Rule #4: Eliminating overlaps equals efficiency, which equals better RoI
We know viewing habits change for various reasons – type of shows, sporting season, elections, festivities etc. Seeking out a better understanding of viewing habits allows media plans to maximise reach and return on investment and increases chances of standing out. For example, while male viewers between 25-49 years are typically reached through news channels, most media plans are liable to focus on this genre. However, studying cross-genre preference also indicates that 90 per cent of males in this group that watch news also watch general entertainment channels. Only 50 per cent of males who watch news channels watch documentary channels.
In such a scenario, genres that have a high overlap with the main genre can be avoided and genres with a low overlap added.
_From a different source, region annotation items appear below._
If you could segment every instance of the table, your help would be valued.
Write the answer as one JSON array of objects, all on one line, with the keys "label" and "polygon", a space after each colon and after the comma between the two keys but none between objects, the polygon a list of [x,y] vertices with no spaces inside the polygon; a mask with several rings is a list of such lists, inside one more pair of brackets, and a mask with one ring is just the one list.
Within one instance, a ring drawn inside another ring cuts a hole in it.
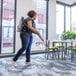
[{"label": "table", "polygon": [[[55,46],[55,44],[58,43],[59,44],[59,51],[58,51],[58,59],[60,58],[59,57],[59,52],[60,52],[60,48],[62,48],[62,51],[61,51],[61,58],[62,60],[65,59],[65,54],[67,53],[67,43],[70,43],[71,46],[73,46],[73,42],[72,41],[68,41],[68,40],[53,40],[52,41],[52,46]],[[61,45],[60,45],[61,44]],[[64,48],[64,45],[66,45]],[[72,56],[72,55],[71,55]]]}]

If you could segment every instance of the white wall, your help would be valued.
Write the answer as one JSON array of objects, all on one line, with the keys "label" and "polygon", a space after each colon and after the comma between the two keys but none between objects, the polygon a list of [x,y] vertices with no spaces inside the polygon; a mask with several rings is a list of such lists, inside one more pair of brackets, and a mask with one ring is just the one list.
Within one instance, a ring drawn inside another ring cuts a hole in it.
[{"label": "white wall", "polygon": [[[26,17],[27,12],[32,9],[32,0],[17,0],[16,26],[21,16]],[[16,31],[16,51],[21,47],[19,32]]]},{"label": "white wall", "polygon": [[48,39],[56,38],[56,0],[49,0]]},{"label": "white wall", "polygon": [[[26,13],[32,8],[32,0],[17,0],[16,25],[21,16],[26,17]],[[48,38],[53,40],[56,37],[56,0],[49,0],[49,26]],[[21,47],[19,33],[16,32],[16,51]]]}]

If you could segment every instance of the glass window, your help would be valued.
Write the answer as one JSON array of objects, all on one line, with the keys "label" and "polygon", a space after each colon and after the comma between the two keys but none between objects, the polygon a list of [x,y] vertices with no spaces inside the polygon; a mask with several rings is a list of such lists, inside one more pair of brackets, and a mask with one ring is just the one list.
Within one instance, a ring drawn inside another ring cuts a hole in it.
[{"label": "glass window", "polygon": [[[37,19],[36,19],[36,27],[39,29],[42,37],[46,38],[46,1],[45,0],[32,0],[33,8],[37,12]],[[32,50],[44,50],[44,44],[39,39],[38,36],[33,36],[33,46]]]},{"label": "glass window", "polygon": [[70,30],[70,7],[66,6],[66,30]]},{"label": "glass window", "polygon": [[76,32],[76,6],[72,7],[71,12],[72,12],[72,15],[71,15],[71,18],[72,18],[71,29],[72,29],[72,31]]},{"label": "glass window", "polygon": [[2,49],[1,53],[12,53],[14,42],[15,0],[3,0]]},{"label": "glass window", "polygon": [[64,31],[64,6],[56,4],[56,33],[62,34]]}]

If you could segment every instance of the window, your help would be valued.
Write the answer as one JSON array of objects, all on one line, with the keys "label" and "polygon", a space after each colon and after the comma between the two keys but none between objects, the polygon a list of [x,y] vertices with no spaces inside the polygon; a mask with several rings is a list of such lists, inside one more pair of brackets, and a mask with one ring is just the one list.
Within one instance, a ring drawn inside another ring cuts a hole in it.
[{"label": "window", "polygon": [[56,5],[56,33],[62,34],[64,31],[64,6]]},{"label": "window", "polygon": [[76,32],[76,6],[71,8],[71,13],[72,13],[72,15],[71,15],[71,18],[72,18],[71,19],[72,20],[71,29],[72,29],[72,31]]},{"label": "window", "polygon": [[66,30],[70,30],[70,7],[66,6]]},{"label": "window", "polygon": [[1,53],[13,53],[15,0],[3,0]]},{"label": "window", "polygon": [[[32,0],[33,8],[37,12],[36,27],[39,29],[42,37],[46,38],[46,1],[45,0]],[[32,50],[44,50],[44,44],[38,36],[33,36]]]}]

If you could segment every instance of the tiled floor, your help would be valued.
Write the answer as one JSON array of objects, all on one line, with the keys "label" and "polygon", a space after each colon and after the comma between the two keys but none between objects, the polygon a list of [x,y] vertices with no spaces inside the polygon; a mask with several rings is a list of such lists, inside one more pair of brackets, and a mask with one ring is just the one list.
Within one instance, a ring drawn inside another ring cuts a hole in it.
[{"label": "tiled floor", "polygon": [[14,68],[11,59],[0,59],[0,76],[76,76],[76,62],[70,60],[46,60],[43,54],[39,54],[32,55],[33,65],[27,66],[23,56]]}]

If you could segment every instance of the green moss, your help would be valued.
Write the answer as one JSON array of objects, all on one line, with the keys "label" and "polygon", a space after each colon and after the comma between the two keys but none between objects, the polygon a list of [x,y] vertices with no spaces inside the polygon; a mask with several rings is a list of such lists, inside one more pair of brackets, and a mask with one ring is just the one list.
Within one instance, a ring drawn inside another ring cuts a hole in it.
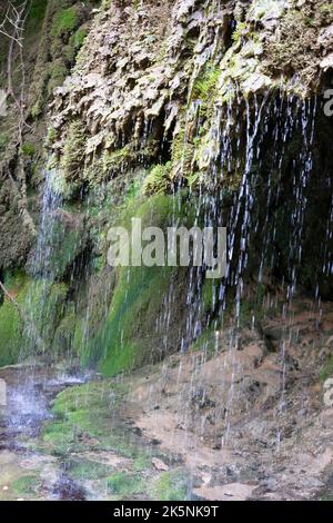
[{"label": "green moss", "polygon": [[51,346],[65,305],[68,287],[49,280],[31,280],[26,294],[23,309],[28,318],[22,337],[22,353],[36,352],[36,335]]},{"label": "green moss", "polygon": [[34,475],[22,476],[12,483],[12,490],[18,495],[31,495],[39,486],[39,477]]},{"label": "green moss", "polygon": [[6,132],[0,132],[0,155],[6,151],[6,147],[8,146],[9,140],[9,135]]},{"label": "green moss", "polygon": [[78,26],[79,13],[78,9],[73,6],[68,9],[63,9],[56,13],[51,36],[53,38],[65,36],[71,33]]},{"label": "green moss", "polygon": [[29,144],[29,141],[26,141],[22,145],[22,152],[24,156],[32,158],[32,156],[36,154],[36,147],[32,144]]},{"label": "green moss", "polygon": [[144,195],[159,195],[167,193],[170,187],[172,162],[154,166],[149,172],[143,184]]},{"label": "green moss", "polygon": [[320,377],[322,382],[333,377],[333,357],[331,357],[322,367]]},{"label": "green moss", "polygon": [[78,51],[82,46],[87,37],[87,29],[79,28],[74,34],[71,37],[71,43],[75,51]]},{"label": "green moss", "polygon": [[65,465],[70,476],[78,481],[103,480],[113,472],[110,465],[78,457],[70,458]]},{"label": "green moss", "polygon": [[134,462],[148,461],[117,417],[124,396],[121,384],[91,382],[63,391],[53,402],[54,420],[42,430],[40,450],[70,457],[84,451],[110,451]]},{"label": "green moss", "polygon": [[59,357],[71,353],[75,332],[75,320],[77,317],[74,310],[73,308],[70,308],[67,310],[54,333],[52,343],[52,354],[54,356]]},{"label": "green moss", "polygon": [[190,477],[183,470],[162,472],[152,485],[152,497],[158,501],[188,501]]},{"label": "green moss", "polygon": [[[19,306],[23,307],[29,280],[22,273],[6,278],[6,286]],[[22,324],[18,309],[4,298],[0,306],[0,367],[17,363],[21,348]]]},{"label": "green moss", "polygon": [[84,144],[85,136],[82,122],[73,121],[68,131],[61,159],[63,176],[73,185],[80,180],[81,172],[83,171]]},{"label": "green moss", "polygon": [[62,60],[57,60],[49,67],[48,95],[51,96],[54,89],[61,86],[68,75],[68,68]]},{"label": "green moss", "polygon": [[144,482],[138,474],[117,472],[108,477],[108,491],[120,499],[129,499],[144,492]]}]

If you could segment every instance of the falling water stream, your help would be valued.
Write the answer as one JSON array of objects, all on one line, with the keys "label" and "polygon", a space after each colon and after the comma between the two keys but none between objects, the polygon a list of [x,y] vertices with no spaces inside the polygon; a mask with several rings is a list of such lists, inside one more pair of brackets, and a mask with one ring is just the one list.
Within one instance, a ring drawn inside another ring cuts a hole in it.
[{"label": "falling water stream", "polygon": [[[204,215],[205,225],[224,225],[225,216],[224,205],[229,201],[228,215],[228,270],[224,280],[216,287],[212,285],[212,304],[214,308],[214,317],[212,325],[215,333],[215,347],[214,354],[218,354],[221,347],[222,336],[225,345],[225,356],[220,362],[219,376],[216,377],[218,387],[221,395],[221,404],[216,406],[218,416],[224,420],[224,428],[222,433],[218,434],[218,443],[215,447],[221,452],[221,455],[232,448],[233,435],[233,420],[235,416],[235,408],[240,399],[238,379],[242,373],[242,363],[239,362],[239,351],[241,346],[241,315],[244,299],[244,288],[246,287],[246,269],[251,262],[251,247],[254,238],[261,236],[261,250],[258,253],[258,282],[262,284],[265,278],[265,272],[274,267],[276,259],[272,254],[272,245],[276,239],[279,231],[279,217],[271,215],[270,209],[280,200],[282,190],[283,178],[283,160],[284,155],[289,149],[290,142],[294,139],[296,132],[301,134],[302,144],[293,158],[292,169],[292,198],[293,209],[290,215],[291,235],[289,239],[289,259],[287,259],[287,285],[285,296],[284,318],[289,315],[292,316],[292,304],[297,293],[299,269],[303,260],[303,239],[304,239],[304,224],[307,210],[307,189],[311,182],[313,171],[313,147],[315,138],[315,118],[316,118],[316,101],[300,102],[293,99],[271,100],[269,96],[263,98],[254,97],[254,100],[240,100],[238,95],[236,107],[231,103],[226,105],[225,111],[221,108],[215,110],[214,125],[211,128],[211,138],[214,142],[218,141],[213,159],[211,161],[211,187],[209,191],[202,189],[202,194],[196,199],[196,211],[194,224],[198,225],[202,214]],[[200,107],[196,103],[190,103],[186,116],[186,124],[191,120],[196,120],[200,114]],[[272,126],[272,118],[274,125]],[[189,121],[188,121],[189,120]],[[273,128],[272,128],[273,127]],[[144,137],[147,142],[149,138],[151,126],[149,121],[144,124]],[[199,132],[199,129],[198,129]],[[184,151],[186,148],[186,132],[184,135]],[[270,141],[272,147],[272,165],[268,171],[265,184],[265,201],[262,206],[262,213],[256,213],[256,206],[260,205],[258,196],[258,187],[262,180],[261,170],[264,164],[265,146]],[[143,144],[144,145],[144,144]],[[244,152],[244,158],[241,158],[241,150]],[[181,159],[181,170],[185,169],[185,152]],[[239,188],[230,195],[225,196],[223,187],[224,178],[235,170],[240,177]],[[21,365],[17,368],[3,369],[0,372],[0,377],[4,377],[8,382],[8,405],[1,409],[1,454],[0,466],[4,467],[10,476],[17,476],[17,471],[27,468],[36,472],[42,471],[42,497],[43,499],[80,499],[87,496],[82,483],[73,481],[68,475],[67,470],[63,467],[63,460],[57,456],[43,455],[31,451],[29,443],[38,441],[44,424],[52,420],[53,413],[50,405],[52,399],[61,391],[71,386],[82,385],[89,381],[94,381],[97,376],[90,373],[81,373],[73,369],[69,363],[64,364],[62,368],[54,367],[51,369],[47,364],[41,363],[43,353],[48,344],[44,339],[43,332],[37,328],[37,325],[42,323],[43,303],[48,294],[49,286],[54,280],[54,273],[52,268],[52,259],[57,256],[54,253],[53,234],[57,228],[57,220],[59,213],[62,209],[62,199],[54,193],[54,176],[57,172],[52,171],[46,176],[44,193],[42,199],[41,220],[39,228],[39,236],[34,256],[30,262],[30,272],[36,280],[39,295],[39,306],[34,304],[36,287],[32,288],[27,297],[26,309],[29,313],[29,322],[26,325],[24,336],[27,344],[21,351],[21,362],[29,361],[29,365]],[[278,179],[278,181],[276,181]],[[221,185],[222,184],[222,185]],[[179,196],[181,182],[175,188],[175,197],[173,199],[173,225],[179,224],[179,206],[182,205],[181,197]],[[263,219],[262,219],[263,216]],[[330,213],[327,216],[326,225],[326,244],[323,247],[323,274],[332,275],[332,251],[330,251],[329,241],[332,240],[332,221],[333,221],[333,199],[331,201]],[[56,247],[57,248],[57,247]],[[133,278],[134,273],[128,272],[127,278]],[[180,346],[181,353],[184,357],[188,356],[188,351],[193,341],[200,338],[204,330],[204,319],[202,310],[201,290],[204,280],[204,274],[201,268],[193,267],[189,270],[186,287],[186,318],[185,327],[182,334]],[[130,287],[130,285],[128,286]],[[162,333],[162,353],[168,353],[169,349],[169,333],[171,324],[171,312],[175,306],[175,290],[176,282],[172,282],[163,298],[163,310],[155,322],[157,333]],[[127,292],[128,293],[128,292]],[[124,295],[124,300],[129,299],[128,294]],[[221,318],[225,310],[230,309],[232,303],[233,309],[233,326],[225,334],[221,327]],[[89,337],[89,315],[90,309],[87,307],[85,325],[83,326],[83,338]],[[252,330],[258,327],[258,318],[255,314],[252,317]],[[118,326],[120,332],[121,346],[119,351],[123,349],[123,330],[122,326]],[[83,343],[83,339],[82,339]],[[101,347],[102,352],[105,347]],[[34,353],[38,357],[33,357]],[[285,341],[281,339],[280,346],[280,391],[279,391],[279,408],[278,416],[283,416],[286,404],[286,381],[287,381],[287,362]],[[191,359],[192,358],[192,359]],[[191,375],[189,381],[183,385],[183,377],[189,375],[189,361],[191,363]],[[214,420],[208,421],[204,414],[200,414],[201,409],[204,411],[206,406],[212,406],[213,402],[210,401],[210,391],[206,389],[204,376],[202,376],[201,368],[209,365],[210,357],[208,351],[203,351],[200,356],[193,355],[188,359],[180,359],[175,372],[176,382],[176,398],[175,411],[179,415],[179,426],[183,431],[182,445],[193,455],[190,460],[190,476],[188,480],[189,492],[194,489],[195,473],[198,466],[203,464],[200,460],[202,457],[201,442],[204,437],[206,424],[215,423]],[[70,362],[71,363],[71,362]],[[168,397],[168,383],[170,381],[170,366],[169,363],[162,363],[159,367],[159,375],[155,383],[149,383],[147,396],[144,396],[144,408],[152,409],[151,421],[159,424],[160,420],[160,403]],[[98,376],[99,378],[99,376]],[[147,377],[149,379],[149,377]],[[121,378],[119,378],[119,383]],[[118,385],[119,385],[118,383]],[[127,386],[128,382],[127,382]],[[144,385],[141,387],[144,389]],[[140,389],[140,388],[139,388]],[[165,392],[167,391],[167,392]],[[143,393],[142,393],[143,394]],[[110,404],[110,413],[112,412],[112,402],[110,394],[105,398],[105,403]],[[194,432],[189,431],[191,424],[191,408],[196,402],[199,407],[195,411],[200,417],[196,423]],[[203,405],[203,406],[202,406]],[[142,409],[143,411],[143,409]],[[111,414],[110,414],[111,415]],[[279,425],[279,424],[278,424]],[[121,425],[123,437],[125,438],[133,427]],[[119,428],[119,427],[118,427]],[[140,430],[141,431],[141,430]],[[137,444],[144,446],[144,438],[139,430],[137,431]],[[135,432],[135,431],[134,431]],[[139,434],[139,435],[138,435]],[[88,436],[82,435],[82,438]],[[172,436],[170,435],[170,445],[173,450],[179,445],[176,431]],[[138,443],[139,442],[139,443]],[[93,442],[92,442],[93,444]],[[33,445],[32,445],[33,446]],[[153,444],[150,443],[149,456],[154,455]],[[272,452],[280,452],[281,447],[281,430],[278,426],[278,433],[274,434],[274,447]],[[174,455],[175,455],[174,451]],[[224,454],[223,454],[224,456]],[[169,456],[170,457],[170,456]],[[154,457],[155,458],[155,457]],[[174,463],[176,457],[172,455]],[[172,462],[170,460],[170,462]],[[157,462],[155,462],[157,463]],[[173,462],[172,462],[173,463]],[[122,465],[121,465],[122,466]],[[165,463],[161,465],[167,470]],[[168,465],[172,466],[173,465]],[[29,468],[30,467],[30,468]],[[226,474],[226,472],[225,472]],[[30,474],[31,475],[31,474]],[[194,486],[193,486],[194,485]],[[6,489],[8,485],[2,485]],[[85,485],[87,486],[87,485]],[[104,486],[101,489],[101,491]],[[102,492],[95,493],[95,497],[102,497]]]}]

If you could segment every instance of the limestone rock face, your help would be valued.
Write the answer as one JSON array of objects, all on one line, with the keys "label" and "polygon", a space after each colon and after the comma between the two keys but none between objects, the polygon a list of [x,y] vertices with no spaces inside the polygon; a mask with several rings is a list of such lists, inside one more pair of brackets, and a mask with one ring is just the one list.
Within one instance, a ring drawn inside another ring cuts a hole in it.
[{"label": "limestone rock face", "polygon": [[139,150],[153,162],[164,139],[176,176],[185,135],[195,149],[186,151],[188,170],[200,171],[219,107],[236,96],[317,91],[333,67],[332,28],[333,9],[322,0],[112,2],[97,12],[77,66],[54,91],[51,150],[61,164],[78,120],[85,136],[82,181],[109,176],[123,146],[128,165]]}]

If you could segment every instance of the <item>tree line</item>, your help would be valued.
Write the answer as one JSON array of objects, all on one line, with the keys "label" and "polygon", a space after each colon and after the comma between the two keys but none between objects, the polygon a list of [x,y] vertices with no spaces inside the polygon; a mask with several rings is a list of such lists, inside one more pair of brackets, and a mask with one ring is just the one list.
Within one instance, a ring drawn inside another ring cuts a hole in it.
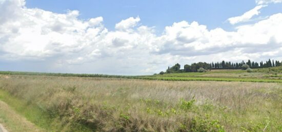
[{"label": "tree line", "polygon": [[[265,67],[270,67],[274,66],[279,66],[282,65],[282,61],[271,61],[269,59],[268,61],[264,62],[263,61],[257,62],[249,60],[245,62],[243,61],[241,62],[233,63],[223,61],[221,62],[212,62],[208,63],[206,62],[198,62],[193,63],[191,65],[186,64],[184,65],[183,69],[180,69],[180,65],[178,63],[176,64],[172,67],[168,67],[166,73],[175,73],[175,72],[196,72],[200,69],[203,68],[205,70],[211,69],[240,69],[242,68],[242,66],[247,65],[248,67],[251,68],[260,68]],[[160,74],[164,74],[165,72],[161,72]]]}]

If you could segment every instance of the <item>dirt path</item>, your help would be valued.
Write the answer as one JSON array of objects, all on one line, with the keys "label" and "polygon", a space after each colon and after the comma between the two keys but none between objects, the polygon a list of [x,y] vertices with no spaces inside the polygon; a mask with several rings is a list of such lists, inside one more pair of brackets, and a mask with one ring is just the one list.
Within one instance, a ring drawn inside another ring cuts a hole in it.
[{"label": "dirt path", "polygon": [[0,123],[0,132],[43,131],[1,100]]}]

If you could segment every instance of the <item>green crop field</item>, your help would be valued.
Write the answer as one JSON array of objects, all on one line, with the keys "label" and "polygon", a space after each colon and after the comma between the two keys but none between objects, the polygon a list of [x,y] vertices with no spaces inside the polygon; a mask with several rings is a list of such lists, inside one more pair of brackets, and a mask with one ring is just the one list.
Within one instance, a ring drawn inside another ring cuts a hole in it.
[{"label": "green crop field", "polygon": [[[0,71],[0,105],[7,103],[0,123],[13,131],[280,131],[280,69],[143,76]],[[19,116],[28,125],[13,120]]]}]

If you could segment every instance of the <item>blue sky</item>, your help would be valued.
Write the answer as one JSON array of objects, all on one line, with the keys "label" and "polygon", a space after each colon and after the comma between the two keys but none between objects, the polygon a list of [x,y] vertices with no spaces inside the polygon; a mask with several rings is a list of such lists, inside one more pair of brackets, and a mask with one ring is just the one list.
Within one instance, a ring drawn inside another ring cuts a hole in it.
[{"label": "blue sky", "polygon": [[[165,27],[174,22],[196,21],[209,29],[217,27],[230,30],[232,27],[226,20],[253,8],[254,1],[75,1],[27,0],[28,8],[38,8],[63,13],[68,9],[80,12],[82,19],[103,16],[104,24],[114,30],[122,19],[139,16],[142,23],[155,27],[162,32]],[[263,9],[261,16],[282,12],[282,4],[270,4]]]},{"label": "blue sky", "polygon": [[152,74],[282,61],[282,0],[0,0],[0,70]]}]

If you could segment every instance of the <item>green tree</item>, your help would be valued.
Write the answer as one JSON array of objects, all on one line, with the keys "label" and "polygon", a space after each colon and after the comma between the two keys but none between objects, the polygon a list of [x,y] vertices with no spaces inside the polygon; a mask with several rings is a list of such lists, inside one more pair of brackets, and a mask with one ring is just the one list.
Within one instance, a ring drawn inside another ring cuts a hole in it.
[{"label": "green tree", "polygon": [[250,66],[248,65],[244,64],[241,67],[242,70],[247,70],[247,69],[249,68]]},{"label": "green tree", "polygon": [[192,71],[192,67],[190,65],[187,64],[184,65],[184,70],[186,72],[191,72]]}]

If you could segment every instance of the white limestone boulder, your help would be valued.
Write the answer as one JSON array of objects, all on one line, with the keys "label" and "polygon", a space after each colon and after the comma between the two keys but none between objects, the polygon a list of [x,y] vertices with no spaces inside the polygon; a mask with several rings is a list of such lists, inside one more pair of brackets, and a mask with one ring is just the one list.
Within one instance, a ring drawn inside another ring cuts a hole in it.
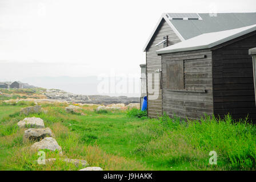
[{"label": "white limestone boulder", "polygon": [[67,113],[76,113],[79,110],[79,109],[82,109],[80,107],[78,107],[77,106],[74,106],[73,105],[71,105],[70,106],[68,106],[67,107],[65,107],[65,110]]},{"label": "white limestone boulder", "polygon": [[87,167],[79,171],[103,171],[99,167]]},{"label": "white limestone boulder", "polygon": [[53,137],[54,135],[49,127],[45,129],[29,129],[25,131],[23,136],[23,140],[39,141],[47,136]]},{"label": "white limestone boulder", "polygon": [[19,121],[17,124],[20,128],[45,128],[43,120],[41,118],[36,117],[26,118],[24,119]]},{"label": "white limestone boulder", "polygon": [[34,106],[22,108],[21,110],[20,113],[21,114],[28,115],[29,114],[33,113],[41,113],[41,106],[40,105],[37,105]]},{"label": "white limestone boulder", "polygon": [[42,149],[48,149],[53,151],[58,150],[60,154],[62,154],[61,147],[58,144],[56,140],[52,137],[46,137],[40,142],[34,143],[31,148],[33,150],[39,150]]}]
Rule #5: Differentiate better to avoid aiding competitors half the time
Too often when adhering to a set of category codes, ads of different brands begin to look alike. For example, male deodorant or sports utility vehicle ads – most of them carry similar messaging and storylines. This could lead your brand to even help competitors. This is unavoidable. But through rigorous monitoring of the campaign while it runs, you can dial up the elements that help you differentiate.
Therefore, to improve performance of your ads, differentiate messages and keep them consistent across campaigns, include creative hooks and brand cues and adjust weightage of genres and finally, focus on making distinctive ads within your category.
This is not a magic potion to cure bad advertising. But it is a list that can help refine campaign strategy while the campaign is being conceived and carried out.